This is a golden couple in every sense of the world. In the first instance, I’d say they were “pure gold” because they are, as you’ll know if you’ve been visiting my pbase for a while, my very own mummy and daddy. Yep – it’s the mix up of genes from these two, along with the environment that they provided for me as I was growing up that made me who I am today. So, I reckon that makes them pure gold.
They’re also golden because of the golden hues in this shot. That’s a lucky coincidence because it’s the photo of them cutting the cake on their golden wedding anniversary. Yep, they’ve survived 50 years together and that makes them quite unusual in a world where marriage is as disposable as a take-away supper. They married when my Mum was a tender 17 and my Dad barely out of his teens at 20. It was not a “Shotgun wedding” in any sense other than that the military were involved heavily in its timing. My Dad had given up his job in a coal mine at my Mum’s behest because he’d been trapped underground and my Mum’s father had died in similar circumstances. Had he left the coal mine without joining up in the RAF, he’d have been called up for National Service so he chose to sign up as a regular.
He did his basic training, all well and good, then came the blow/opportunity/exciting news that he was being posted to Cyprus for three years. Yikes. Mum and Dad were young and in love and the thought of three years separation was not what they wanted to hear. They made a plan. They decided to use the three years to save up for a big wedding on his return. It sounded good in theory but in practice, it meant that the young couple would still have to be apart for three years.
They decided at the last moment that they were not prepared to be apart for so long and the only way in which they could be together was to marry so my Mum would be allowed by the RAF to go to Cyprus too.
A special licence was sought and granted so on 30th May 1959 in Aylesham’s St Peter’s Church (the mining village where my Mum grew up and where she met my Dad), they married.
They had a couple of days together after the wedding and then my Dad boarded a troop ship to go to Cyprus, my Mum followed about six weeks later. In today’s world, going off to Cyprus at 17 would not be considered particularly adventurous but in the days before international travel was available for the proletariat and long, long before every spotty teenager went off to see the world on their gap year, it was a very big, brave thing to do.
My Mum put herself into a foreign country about which she knew little, where she had to stay for three years, without hesitation when it was a choice of that or be separated from Dad. Don’t forget, she was only seventeen. I reckon that’s a pretty remarkable start to married life.
Today was my Mum and Dad’s celebration of their lives together.
They chose to return to St Peter’s Church, the scene of their wedding, to remake their vows.
As you know, I’m very anti-religion so my time in church was taken up by a combination of daydreaming and picking soil out from under my fingernails, while standing and sitting at the appropriate times. There was one place in the ceremony though when I was totally captivated. The bit where they said their vows. Of course they were free from the constraints of the legally binding wedding vows so they simply said what they wanted to say.
What I can say is that my Dad (sorry Mum) was a total star. A revelation. He spoke without any notes and it was straight from the heart. He faltered and stumbled a little bit along the way with the intense emotion of the occasion and what he was saying. He held my Mum’s hand throughout while he described a love that had hit him on the first day he met her that had never dulled or weakened in the 50 years that followed. He applauded my Mum for being her, giving him us and subsequently his sons-in-law and his grandchildren. He promised to love her until the day he dies and beyond. His quiet voice was choked with emotion and once or twice he had to pause to recompose himself before continuing but that only added to the intensity of what he said.

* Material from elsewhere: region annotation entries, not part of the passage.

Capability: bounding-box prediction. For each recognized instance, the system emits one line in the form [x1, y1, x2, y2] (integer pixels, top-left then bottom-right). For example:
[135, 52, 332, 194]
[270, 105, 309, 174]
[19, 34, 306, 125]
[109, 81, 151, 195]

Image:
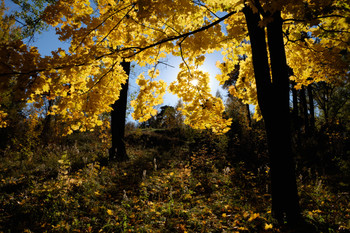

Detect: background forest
[0, 0, 350, 232]
[0, 79, 350, 232]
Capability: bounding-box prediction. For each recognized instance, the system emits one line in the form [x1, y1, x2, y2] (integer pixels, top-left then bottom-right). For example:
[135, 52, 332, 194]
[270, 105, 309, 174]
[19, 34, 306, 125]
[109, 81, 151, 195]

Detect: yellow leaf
[107, 209, 114, 215]
[265, 223, 272, 230]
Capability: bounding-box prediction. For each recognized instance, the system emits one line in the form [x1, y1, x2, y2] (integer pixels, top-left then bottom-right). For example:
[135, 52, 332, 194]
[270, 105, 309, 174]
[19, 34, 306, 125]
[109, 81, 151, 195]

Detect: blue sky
[5, 0, 226, 120]
[26, 21, 224, 106]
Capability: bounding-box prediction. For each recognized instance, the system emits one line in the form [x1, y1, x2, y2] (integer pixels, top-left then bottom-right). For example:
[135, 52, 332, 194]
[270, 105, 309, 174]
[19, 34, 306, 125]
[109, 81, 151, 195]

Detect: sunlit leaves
[131, 69, 166, 122]
[0, 0, 350, 133]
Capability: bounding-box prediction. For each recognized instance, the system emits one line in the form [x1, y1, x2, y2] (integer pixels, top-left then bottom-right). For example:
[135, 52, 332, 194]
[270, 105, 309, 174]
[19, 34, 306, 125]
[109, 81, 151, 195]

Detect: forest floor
[0, 130, 350, 232]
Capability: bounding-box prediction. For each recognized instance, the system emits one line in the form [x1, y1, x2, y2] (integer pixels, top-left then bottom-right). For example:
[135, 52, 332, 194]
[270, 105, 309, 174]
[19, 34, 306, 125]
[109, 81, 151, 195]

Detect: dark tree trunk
[291, 81, 300, 133]
[243, 6, 300, 224]
[109, 62, 130, 161]
[299, 87, 310, 135]
[40, 100, 53, 145]
[245, 104, 252, 128]
[307, 84, 315, 133]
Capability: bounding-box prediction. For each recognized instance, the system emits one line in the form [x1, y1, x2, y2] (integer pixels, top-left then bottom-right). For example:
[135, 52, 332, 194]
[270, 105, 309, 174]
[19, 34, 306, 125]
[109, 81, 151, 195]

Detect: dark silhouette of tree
[109, 61, 130, 161]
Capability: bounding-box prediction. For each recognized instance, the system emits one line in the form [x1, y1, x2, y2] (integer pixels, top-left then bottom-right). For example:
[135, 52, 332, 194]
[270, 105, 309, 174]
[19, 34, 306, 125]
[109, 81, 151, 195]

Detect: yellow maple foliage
[0, 0, 350, 133]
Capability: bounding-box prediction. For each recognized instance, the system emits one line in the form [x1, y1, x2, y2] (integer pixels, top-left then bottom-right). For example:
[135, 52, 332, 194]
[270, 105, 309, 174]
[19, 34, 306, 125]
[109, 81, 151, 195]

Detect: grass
[0, 132, 350, 232]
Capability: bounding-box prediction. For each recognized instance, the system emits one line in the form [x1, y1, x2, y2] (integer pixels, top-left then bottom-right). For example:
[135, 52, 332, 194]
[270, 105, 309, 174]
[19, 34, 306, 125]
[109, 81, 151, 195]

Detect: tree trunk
[243, 6, 300, 224]
[299, 87, 310, 135]
[109, 62, 130, 161]
[307, 84, 316, 134]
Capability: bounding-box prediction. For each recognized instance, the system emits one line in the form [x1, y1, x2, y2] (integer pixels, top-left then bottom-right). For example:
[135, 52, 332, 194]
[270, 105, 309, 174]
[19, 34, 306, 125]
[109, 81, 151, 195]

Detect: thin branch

There was not a dry eye in the place. I looked around to see their guests with tears on their cheeks, hankies stuffed to their eyes to stem the flow of tears. He was magnificent.
My Mum’s reply was simple, direct and equally from the heart but you could see her nervousness while she read from a script she’d prepared earlier.

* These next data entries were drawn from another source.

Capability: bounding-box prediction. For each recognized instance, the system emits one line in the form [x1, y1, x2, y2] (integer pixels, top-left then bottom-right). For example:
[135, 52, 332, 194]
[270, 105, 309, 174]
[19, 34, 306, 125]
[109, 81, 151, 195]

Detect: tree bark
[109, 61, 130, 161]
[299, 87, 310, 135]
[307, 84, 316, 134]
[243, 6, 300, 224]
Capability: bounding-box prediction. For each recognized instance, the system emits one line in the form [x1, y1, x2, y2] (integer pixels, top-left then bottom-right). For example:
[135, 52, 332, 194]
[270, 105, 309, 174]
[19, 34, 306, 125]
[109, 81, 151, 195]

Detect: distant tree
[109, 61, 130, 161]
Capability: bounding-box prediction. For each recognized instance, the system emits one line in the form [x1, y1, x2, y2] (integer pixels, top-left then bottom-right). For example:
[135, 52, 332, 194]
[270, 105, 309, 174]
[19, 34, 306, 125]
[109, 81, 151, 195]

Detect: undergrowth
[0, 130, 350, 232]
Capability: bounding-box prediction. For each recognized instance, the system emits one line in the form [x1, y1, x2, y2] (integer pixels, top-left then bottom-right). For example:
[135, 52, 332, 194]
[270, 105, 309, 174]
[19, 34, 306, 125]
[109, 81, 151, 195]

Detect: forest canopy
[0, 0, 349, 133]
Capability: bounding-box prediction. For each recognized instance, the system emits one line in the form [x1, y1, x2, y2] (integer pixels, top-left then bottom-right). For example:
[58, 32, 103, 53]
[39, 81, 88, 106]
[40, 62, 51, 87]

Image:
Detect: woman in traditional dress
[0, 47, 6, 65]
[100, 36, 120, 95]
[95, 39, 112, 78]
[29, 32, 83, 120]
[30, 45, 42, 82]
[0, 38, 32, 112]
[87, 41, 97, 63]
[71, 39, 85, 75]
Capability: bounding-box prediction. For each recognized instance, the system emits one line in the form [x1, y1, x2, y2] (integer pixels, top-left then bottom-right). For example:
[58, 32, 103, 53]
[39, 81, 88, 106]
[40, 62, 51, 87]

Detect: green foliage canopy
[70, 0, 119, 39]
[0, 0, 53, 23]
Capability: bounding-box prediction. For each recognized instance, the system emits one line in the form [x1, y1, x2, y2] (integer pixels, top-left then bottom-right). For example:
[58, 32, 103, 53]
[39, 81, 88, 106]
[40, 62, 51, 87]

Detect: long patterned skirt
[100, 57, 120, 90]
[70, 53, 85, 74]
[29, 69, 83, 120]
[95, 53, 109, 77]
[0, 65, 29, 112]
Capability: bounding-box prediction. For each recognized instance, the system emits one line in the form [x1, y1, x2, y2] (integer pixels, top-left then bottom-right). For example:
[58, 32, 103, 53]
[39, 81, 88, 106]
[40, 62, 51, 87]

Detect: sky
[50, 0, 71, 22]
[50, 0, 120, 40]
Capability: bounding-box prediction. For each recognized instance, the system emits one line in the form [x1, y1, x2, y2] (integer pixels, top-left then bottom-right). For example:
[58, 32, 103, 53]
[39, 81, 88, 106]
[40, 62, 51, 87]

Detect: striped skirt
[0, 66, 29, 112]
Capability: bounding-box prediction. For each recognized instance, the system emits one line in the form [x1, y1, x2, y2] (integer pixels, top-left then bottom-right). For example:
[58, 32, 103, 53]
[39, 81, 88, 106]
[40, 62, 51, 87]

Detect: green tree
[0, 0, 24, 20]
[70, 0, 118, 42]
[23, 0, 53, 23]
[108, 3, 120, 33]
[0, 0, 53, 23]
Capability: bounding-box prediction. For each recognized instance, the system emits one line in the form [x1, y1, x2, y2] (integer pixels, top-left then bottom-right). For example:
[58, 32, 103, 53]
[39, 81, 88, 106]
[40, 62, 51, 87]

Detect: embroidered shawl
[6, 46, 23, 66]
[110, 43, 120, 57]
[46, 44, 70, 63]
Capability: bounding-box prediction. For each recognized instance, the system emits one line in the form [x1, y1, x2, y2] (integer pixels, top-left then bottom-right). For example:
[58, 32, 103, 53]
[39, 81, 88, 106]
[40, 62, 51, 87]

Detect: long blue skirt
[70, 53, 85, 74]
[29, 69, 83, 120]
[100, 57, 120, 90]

They followed their church service with food and drinks in the old school (now a training centre). I saw people I’ve not seen for many years. My great-aunt didn’t recognise me and said that the last time she’d seen me was when I turned up on her doorstep as a punk! I don’t have any recollection of that but I wasn’t sorry that was her memory of me.
Mum and Dad had a great day I think (and hope). Many, many congratulations to my pure gold parents on such a big day.